Strait of Hormuz: alternative jet fuel supplies are not enough
For analysts, flows from the US and North Africa averted risks in the short term. UK opens up to Russia and Germany to Israel
Key points
by Mara Monti
Airlines celebrate on the stock exchange the more concrete signs of a possible agreement between the United States and Iran. Markets are betting on an easing of tensions in the Middle East and, above all, on the reopening of the Strait of Hormuz.
No one, however, is under any illusions. Even if Hormuz, through which some 30% of aviation fuel destined for Europe transited before the crisis, were to reopen tomorrow, it would still take months to return to normal.

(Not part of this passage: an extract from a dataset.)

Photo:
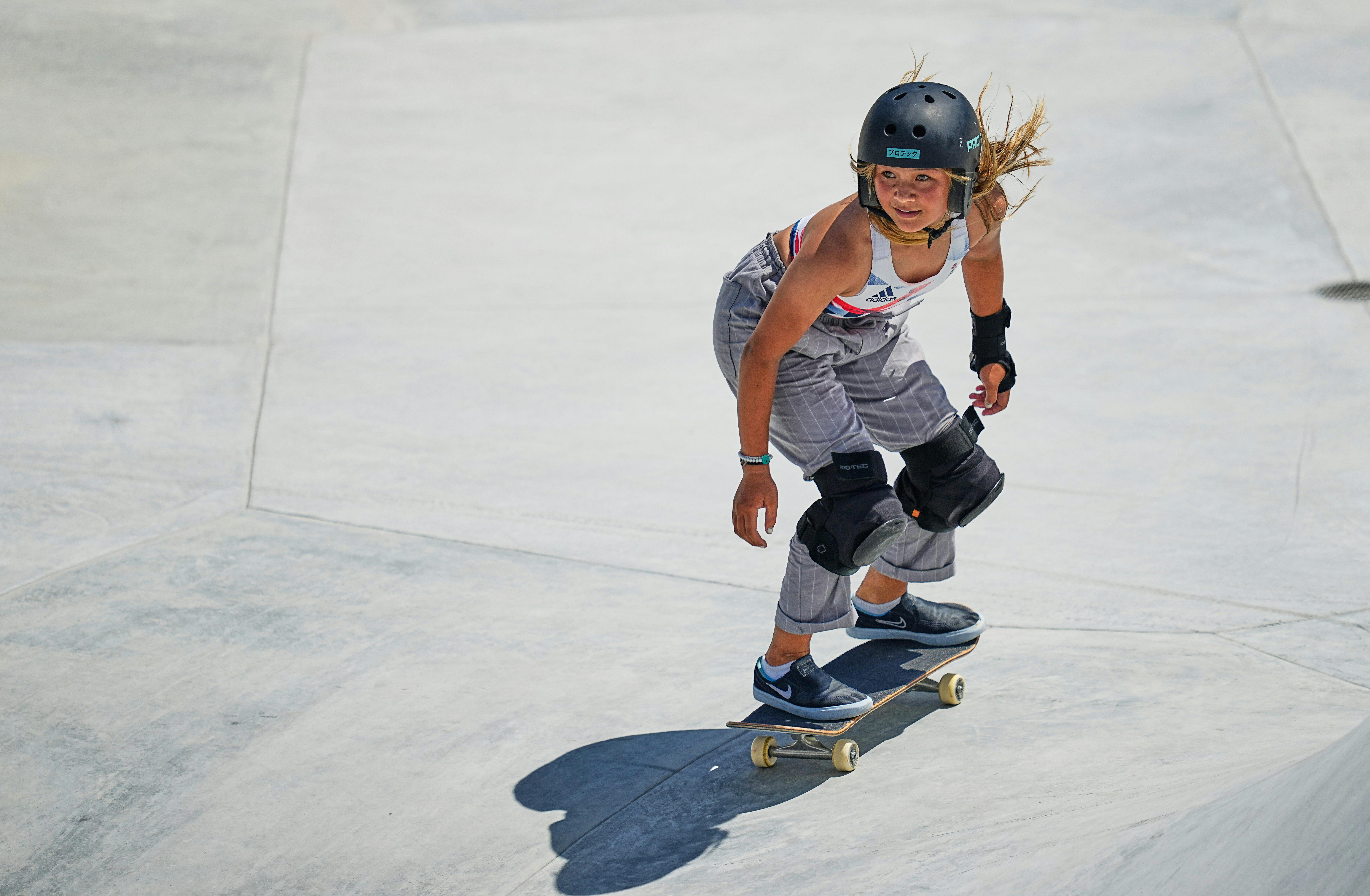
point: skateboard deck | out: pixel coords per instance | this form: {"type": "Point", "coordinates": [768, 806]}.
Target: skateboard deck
{"type": "Point", "coordinates": [883, 671]}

Alternative supplies of jet fuel only partly compensated
For the time being, the risk of fuel rationing in Europe, which has already emerged in some Asian countries, seems to have been averted. "Supply has remained stable thanks to jet fuel from the US and Nigeria, via the Dangote refinery," explain analysts at Kpler, a company specialising in oil sector analysis. Despite the improved scenario, risks remain high. Alternative supplies have only compensated for the needs of April and May and may not be enough in the long run. In that case, many countries would be forced to draw further on strategic stocks, which are already close to their lowest in five years.
Refineries are working at full capacity
Rising prices prompted many refiners to redirect cargoes initially destined for other markets to Europe, more quickly than expected offsetting the loss of supplies from the Gulf.